The center was in the spotlight in October 1993 during the first edition of the Shanghai International Film Festival, also the first international film festival in China. Mainland Chinese film maestro Xie Jin, American director Oliver Stone, Japanese director Nagisa Oshima and Hong Kong filmmaker Hark Tsui were among the jury members of the inaugural festival.
Over the years, Italian actress Sophia Loren, French actresses Sophie Marceau and Juliette Binoche, American actors Meryl Streep and Edward Norton have been among the moviegoers who have attended various events at the center.
“I still remember all the film industry superstars who came to the center for the first Shanghai Film Festival, such as directors Hark Tsui, Nagisa Oshima, Oliver Stone and Paul Cox,” said Wang Jiayan, former deputy director general of the center. said on his Weibo microblog. “I have such strong feelings for the center and I know he will get even better.”
His post was retweeted thousands of times by people lamenting the temporary closure and reminiscing about it.
“The art center’s green logo represented the happiness and warmth of my entire childhood,” said Zhang Junyi, 31, who lives near Wuyi Road. Zhang was born the same year the center opened.
“I come here every June to wait in the long ticket line for the film festival. It’s the best time of year for me.”
The center was built in 1991 at the intersection of Xinhua and Panyu Roads in downtown Changning District. It covered 14,000 square meters, had nine separate halls, and was one of the largest cinemas in China.
Jiang Xiaowei / SHINE
A spectator takes a photo of movie tickets at the Shanghai Film Art Center on Sunday, the last day before it closes.

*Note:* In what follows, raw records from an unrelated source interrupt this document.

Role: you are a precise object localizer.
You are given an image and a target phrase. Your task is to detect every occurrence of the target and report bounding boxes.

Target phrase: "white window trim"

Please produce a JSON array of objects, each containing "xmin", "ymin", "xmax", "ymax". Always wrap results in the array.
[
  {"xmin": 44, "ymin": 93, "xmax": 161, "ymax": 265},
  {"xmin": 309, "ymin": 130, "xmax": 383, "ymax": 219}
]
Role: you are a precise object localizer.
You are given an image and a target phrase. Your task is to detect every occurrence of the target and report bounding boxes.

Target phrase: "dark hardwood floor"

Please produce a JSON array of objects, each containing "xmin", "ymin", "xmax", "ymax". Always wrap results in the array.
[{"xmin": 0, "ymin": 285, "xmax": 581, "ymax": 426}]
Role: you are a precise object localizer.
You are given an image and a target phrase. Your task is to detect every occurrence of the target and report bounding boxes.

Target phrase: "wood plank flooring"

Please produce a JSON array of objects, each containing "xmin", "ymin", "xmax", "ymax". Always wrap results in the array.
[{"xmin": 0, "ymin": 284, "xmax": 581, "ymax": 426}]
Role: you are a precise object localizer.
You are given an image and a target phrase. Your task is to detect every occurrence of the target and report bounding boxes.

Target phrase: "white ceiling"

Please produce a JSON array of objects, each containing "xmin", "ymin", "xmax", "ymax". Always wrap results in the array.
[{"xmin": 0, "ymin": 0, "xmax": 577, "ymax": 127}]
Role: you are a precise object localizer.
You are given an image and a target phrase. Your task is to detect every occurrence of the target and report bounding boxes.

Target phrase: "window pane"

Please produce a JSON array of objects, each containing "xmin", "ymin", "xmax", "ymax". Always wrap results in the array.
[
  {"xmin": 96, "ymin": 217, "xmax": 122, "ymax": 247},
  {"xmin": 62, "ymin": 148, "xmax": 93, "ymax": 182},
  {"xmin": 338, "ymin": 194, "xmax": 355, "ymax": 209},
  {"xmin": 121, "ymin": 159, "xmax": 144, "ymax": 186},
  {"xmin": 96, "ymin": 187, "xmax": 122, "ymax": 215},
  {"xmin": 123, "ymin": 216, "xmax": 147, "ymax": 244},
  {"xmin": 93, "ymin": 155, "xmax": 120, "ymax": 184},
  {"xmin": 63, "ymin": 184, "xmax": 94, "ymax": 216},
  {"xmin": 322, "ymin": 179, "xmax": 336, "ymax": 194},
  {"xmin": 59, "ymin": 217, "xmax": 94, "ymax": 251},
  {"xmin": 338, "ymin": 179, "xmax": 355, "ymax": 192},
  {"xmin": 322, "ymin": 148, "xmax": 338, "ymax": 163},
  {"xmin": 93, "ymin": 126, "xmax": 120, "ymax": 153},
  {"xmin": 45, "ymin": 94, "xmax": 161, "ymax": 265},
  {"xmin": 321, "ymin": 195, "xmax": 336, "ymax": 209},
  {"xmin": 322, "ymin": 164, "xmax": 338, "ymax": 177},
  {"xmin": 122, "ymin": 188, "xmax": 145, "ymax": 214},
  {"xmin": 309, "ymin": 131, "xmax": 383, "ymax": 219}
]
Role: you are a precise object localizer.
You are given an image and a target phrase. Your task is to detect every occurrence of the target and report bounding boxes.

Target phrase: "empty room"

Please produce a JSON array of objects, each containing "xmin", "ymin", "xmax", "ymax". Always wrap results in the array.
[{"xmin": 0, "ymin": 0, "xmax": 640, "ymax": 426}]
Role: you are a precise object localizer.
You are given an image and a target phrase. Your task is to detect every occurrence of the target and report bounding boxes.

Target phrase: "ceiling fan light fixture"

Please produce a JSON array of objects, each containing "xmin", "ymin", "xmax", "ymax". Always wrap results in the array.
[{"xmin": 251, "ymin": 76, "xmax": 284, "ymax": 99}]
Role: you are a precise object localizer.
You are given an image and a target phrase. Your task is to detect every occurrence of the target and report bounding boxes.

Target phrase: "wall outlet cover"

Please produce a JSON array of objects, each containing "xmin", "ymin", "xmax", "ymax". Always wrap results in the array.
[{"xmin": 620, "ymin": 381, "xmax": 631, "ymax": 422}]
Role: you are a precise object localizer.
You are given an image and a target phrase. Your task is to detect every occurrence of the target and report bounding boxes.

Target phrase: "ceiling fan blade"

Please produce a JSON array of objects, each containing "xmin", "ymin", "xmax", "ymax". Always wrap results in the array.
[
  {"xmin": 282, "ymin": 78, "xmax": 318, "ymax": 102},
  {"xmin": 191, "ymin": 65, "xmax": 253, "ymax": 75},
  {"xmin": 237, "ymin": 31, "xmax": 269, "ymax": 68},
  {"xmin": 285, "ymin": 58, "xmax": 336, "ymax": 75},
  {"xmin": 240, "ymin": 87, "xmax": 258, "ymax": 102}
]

The center isn’t the only local landmark being renovated.
The 23-year-old Shanghai Book Town, located on Fuzhou Road in Huangpu District, began renovations in December that are expected to last more than a year. The city’s largest bookstore is set to reopen in 2023 with a chic, new look, catering to the tastes of young readers and offering more services.
The 36-year-old Hua Ting Hotel in Xuhui District closed last week for major renovations.
The city’s first luxury hotel built primarily to serve foreign guests will upgrade its more than 1,000 rooms, suites and bathrooms, as well as public areas, kitchens, banquet halls and exterior walls.